Building a Security Programme That Scales

For most law firms, the practical security programme builds in layers: **Foundation (Year 1)**: Cyber Essentials certification, MFA everywhere, EDR on all devices, email security gateway, staff training programme, documented policies. **Maturity (Year 2)**: ISO 27001 if client or insurer requirements demand it, attack surface monitoring, third-party risk management programme, tested incident response plan. **Advanced (Ongoing)**: Continuous monitoring, threat intelligence, regular phishing simulation, supply chain security assessments. Kyanite Blue exists to support firms at every stage of this journey.

Frequently Asked Questions

Where should a law firm start with cybersecurity?

Start with Cyber Essentials. It addresses the five controls that prevent the majority of commodity attacks, is affordable, produces the documentation the SRA expects, satisfies most insurer minimum requirements, and gives you a clear baseline from which to build. Then add EDR, email security, and staff training. Then document your policies. In that order.

How much should a law firm spend on cybersecurity?

The NCSC recommends organisations spend at least 10% of their IT budget on security. For most law firms, a realistic baseline is £500–£1,000 per user per year covering endpoint security, email security, and staff training. This scales down significantly with the right tools and managed service model. The cost of a single ransomware incident will typically exceed three to five years of adequate security spend.

Does the SRA conduct cybersecurity audits?
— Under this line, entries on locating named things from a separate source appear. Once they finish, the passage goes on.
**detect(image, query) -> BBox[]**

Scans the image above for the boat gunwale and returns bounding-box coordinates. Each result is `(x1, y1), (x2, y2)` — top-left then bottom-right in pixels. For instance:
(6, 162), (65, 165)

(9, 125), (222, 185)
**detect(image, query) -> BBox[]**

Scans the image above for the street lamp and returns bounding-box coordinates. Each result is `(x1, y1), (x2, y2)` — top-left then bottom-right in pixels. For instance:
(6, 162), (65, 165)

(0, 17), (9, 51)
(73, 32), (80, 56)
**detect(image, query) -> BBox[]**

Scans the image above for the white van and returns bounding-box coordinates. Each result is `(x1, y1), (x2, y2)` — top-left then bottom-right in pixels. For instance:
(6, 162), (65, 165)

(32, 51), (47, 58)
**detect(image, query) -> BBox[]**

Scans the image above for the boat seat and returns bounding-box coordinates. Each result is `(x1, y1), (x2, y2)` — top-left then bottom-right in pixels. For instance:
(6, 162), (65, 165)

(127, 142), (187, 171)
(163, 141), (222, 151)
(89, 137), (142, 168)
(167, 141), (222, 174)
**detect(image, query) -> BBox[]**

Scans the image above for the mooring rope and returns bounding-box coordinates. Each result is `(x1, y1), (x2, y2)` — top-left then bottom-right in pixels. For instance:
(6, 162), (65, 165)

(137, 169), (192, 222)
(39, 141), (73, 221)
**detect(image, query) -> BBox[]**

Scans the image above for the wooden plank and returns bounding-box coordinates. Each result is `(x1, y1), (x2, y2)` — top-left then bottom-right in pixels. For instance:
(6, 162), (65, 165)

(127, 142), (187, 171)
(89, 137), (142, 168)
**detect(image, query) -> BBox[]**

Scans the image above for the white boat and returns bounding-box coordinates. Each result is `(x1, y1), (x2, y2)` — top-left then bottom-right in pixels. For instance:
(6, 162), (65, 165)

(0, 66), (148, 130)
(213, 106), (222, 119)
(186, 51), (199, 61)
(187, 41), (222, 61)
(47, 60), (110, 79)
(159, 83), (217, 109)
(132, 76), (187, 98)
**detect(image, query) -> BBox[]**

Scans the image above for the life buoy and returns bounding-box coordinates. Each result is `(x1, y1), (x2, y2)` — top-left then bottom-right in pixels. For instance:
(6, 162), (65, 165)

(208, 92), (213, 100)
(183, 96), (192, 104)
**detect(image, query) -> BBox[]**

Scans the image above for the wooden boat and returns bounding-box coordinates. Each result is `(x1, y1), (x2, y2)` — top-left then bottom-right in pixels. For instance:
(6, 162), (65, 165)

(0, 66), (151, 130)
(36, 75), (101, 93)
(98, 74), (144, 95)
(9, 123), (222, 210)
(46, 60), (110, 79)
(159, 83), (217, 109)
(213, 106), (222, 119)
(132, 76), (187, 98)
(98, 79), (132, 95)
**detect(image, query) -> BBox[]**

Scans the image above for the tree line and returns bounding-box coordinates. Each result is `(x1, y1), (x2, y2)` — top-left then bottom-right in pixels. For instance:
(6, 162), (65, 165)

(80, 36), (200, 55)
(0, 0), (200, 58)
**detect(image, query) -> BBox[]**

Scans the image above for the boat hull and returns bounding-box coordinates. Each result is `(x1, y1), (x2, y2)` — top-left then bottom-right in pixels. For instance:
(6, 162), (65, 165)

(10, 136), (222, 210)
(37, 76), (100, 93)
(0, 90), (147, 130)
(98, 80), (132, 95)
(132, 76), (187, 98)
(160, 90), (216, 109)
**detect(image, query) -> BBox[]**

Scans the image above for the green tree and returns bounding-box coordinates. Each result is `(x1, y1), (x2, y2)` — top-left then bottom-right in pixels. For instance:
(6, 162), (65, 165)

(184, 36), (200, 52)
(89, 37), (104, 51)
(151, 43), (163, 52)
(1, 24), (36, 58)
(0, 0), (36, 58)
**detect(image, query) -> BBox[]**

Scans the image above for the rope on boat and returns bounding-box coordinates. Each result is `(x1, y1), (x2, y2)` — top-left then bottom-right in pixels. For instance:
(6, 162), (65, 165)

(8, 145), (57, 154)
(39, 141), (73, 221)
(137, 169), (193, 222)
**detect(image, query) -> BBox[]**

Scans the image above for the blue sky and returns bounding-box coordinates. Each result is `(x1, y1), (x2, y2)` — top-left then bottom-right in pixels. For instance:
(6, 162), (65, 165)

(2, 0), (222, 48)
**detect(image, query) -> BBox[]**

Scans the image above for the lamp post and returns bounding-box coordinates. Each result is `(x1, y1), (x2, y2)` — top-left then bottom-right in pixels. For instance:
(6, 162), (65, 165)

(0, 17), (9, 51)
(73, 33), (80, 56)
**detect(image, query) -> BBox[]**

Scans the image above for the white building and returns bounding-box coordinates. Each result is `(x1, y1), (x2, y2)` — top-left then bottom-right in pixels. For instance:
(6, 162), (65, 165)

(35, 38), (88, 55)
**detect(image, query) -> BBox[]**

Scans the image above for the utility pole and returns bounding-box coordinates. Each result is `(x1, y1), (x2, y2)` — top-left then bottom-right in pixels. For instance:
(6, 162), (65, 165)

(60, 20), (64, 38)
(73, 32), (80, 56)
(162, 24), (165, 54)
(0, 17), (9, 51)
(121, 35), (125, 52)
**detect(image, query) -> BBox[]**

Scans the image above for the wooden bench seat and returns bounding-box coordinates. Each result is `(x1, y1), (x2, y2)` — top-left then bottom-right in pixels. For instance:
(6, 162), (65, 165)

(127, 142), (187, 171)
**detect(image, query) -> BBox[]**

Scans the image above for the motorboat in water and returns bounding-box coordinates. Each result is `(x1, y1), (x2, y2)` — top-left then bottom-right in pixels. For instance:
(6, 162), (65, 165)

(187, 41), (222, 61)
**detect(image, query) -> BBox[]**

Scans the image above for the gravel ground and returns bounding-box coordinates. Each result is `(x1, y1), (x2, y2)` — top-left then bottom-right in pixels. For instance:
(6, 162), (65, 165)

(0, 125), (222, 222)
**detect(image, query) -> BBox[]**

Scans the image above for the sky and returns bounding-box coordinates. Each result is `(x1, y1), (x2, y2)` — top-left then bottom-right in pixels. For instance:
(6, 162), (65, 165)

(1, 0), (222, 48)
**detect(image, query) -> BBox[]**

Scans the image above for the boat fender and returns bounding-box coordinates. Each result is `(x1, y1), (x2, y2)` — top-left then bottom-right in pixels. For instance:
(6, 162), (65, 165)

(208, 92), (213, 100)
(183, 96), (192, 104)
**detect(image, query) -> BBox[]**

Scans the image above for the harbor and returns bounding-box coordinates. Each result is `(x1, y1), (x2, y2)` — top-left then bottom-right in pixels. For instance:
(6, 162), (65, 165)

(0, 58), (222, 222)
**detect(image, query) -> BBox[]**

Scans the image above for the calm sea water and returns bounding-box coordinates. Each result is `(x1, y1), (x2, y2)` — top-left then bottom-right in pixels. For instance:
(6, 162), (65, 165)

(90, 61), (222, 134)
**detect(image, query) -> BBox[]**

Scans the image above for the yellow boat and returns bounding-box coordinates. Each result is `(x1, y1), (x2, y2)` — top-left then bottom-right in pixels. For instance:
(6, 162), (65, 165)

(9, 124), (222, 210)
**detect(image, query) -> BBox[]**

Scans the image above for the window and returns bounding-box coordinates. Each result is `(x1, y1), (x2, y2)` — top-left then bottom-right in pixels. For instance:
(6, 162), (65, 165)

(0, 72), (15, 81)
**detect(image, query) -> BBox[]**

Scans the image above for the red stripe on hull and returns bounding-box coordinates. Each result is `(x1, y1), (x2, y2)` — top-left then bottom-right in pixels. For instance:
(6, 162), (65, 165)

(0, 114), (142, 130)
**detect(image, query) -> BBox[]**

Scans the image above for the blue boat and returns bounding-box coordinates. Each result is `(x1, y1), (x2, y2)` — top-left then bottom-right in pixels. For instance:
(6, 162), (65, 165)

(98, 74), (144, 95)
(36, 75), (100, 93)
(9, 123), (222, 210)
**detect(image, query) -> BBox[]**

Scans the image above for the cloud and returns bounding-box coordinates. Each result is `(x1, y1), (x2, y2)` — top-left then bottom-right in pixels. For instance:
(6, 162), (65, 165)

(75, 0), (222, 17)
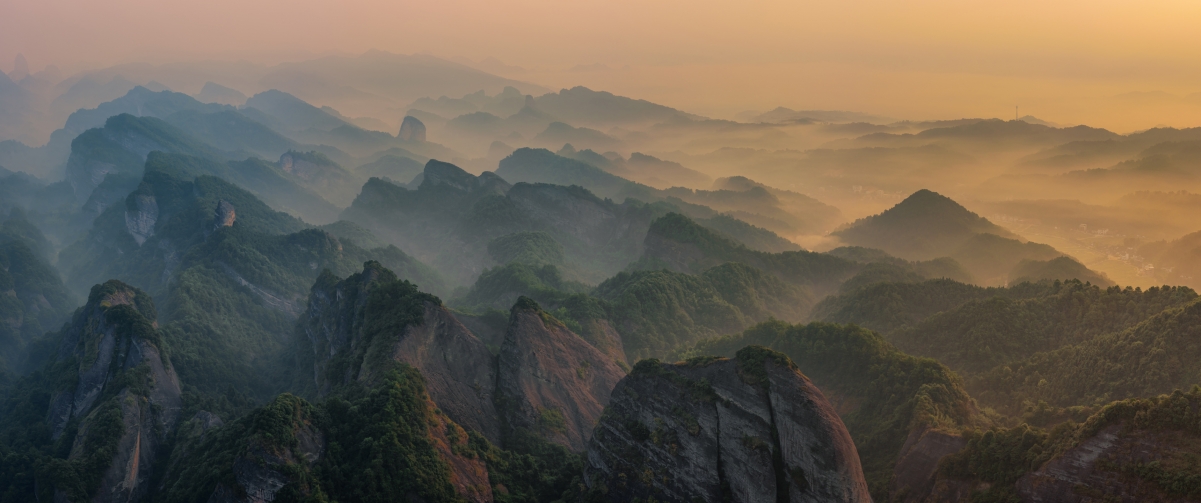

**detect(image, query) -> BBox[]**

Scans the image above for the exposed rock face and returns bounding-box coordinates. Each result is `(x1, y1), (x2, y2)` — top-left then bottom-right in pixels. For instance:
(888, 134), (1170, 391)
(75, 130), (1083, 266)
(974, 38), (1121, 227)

(48, 281), (180, 502)
(891, 429), (970, 502)
(396, 115), (425, 142)
(429, 402), (492, 503)
(1017, 424), (1196, 503)
(585, 346), (871, 503)
(422, 158), (479, 192)
(298, 262), (500, 442)
(209, 412), (325, 503)
(125, 194), (158, 246)
(213, 199), (238, 229)
(496, 298), (625, 451)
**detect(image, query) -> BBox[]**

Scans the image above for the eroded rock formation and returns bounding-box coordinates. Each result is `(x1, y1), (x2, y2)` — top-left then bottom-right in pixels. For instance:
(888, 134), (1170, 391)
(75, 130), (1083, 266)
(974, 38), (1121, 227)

(585, 346), (871, 503)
The SRA conducts thematic reviews of specific risk areas and can investigate any firm following a reportable incident. It does not conduct routine cybersecurity audits of all firms. However, following the 2023 warning notice, the SRA has made clear it will scrutinise security arrangements when investigating incidents. The question is not whether the SRA will audit your firm, but whether your firm is prepared when it does.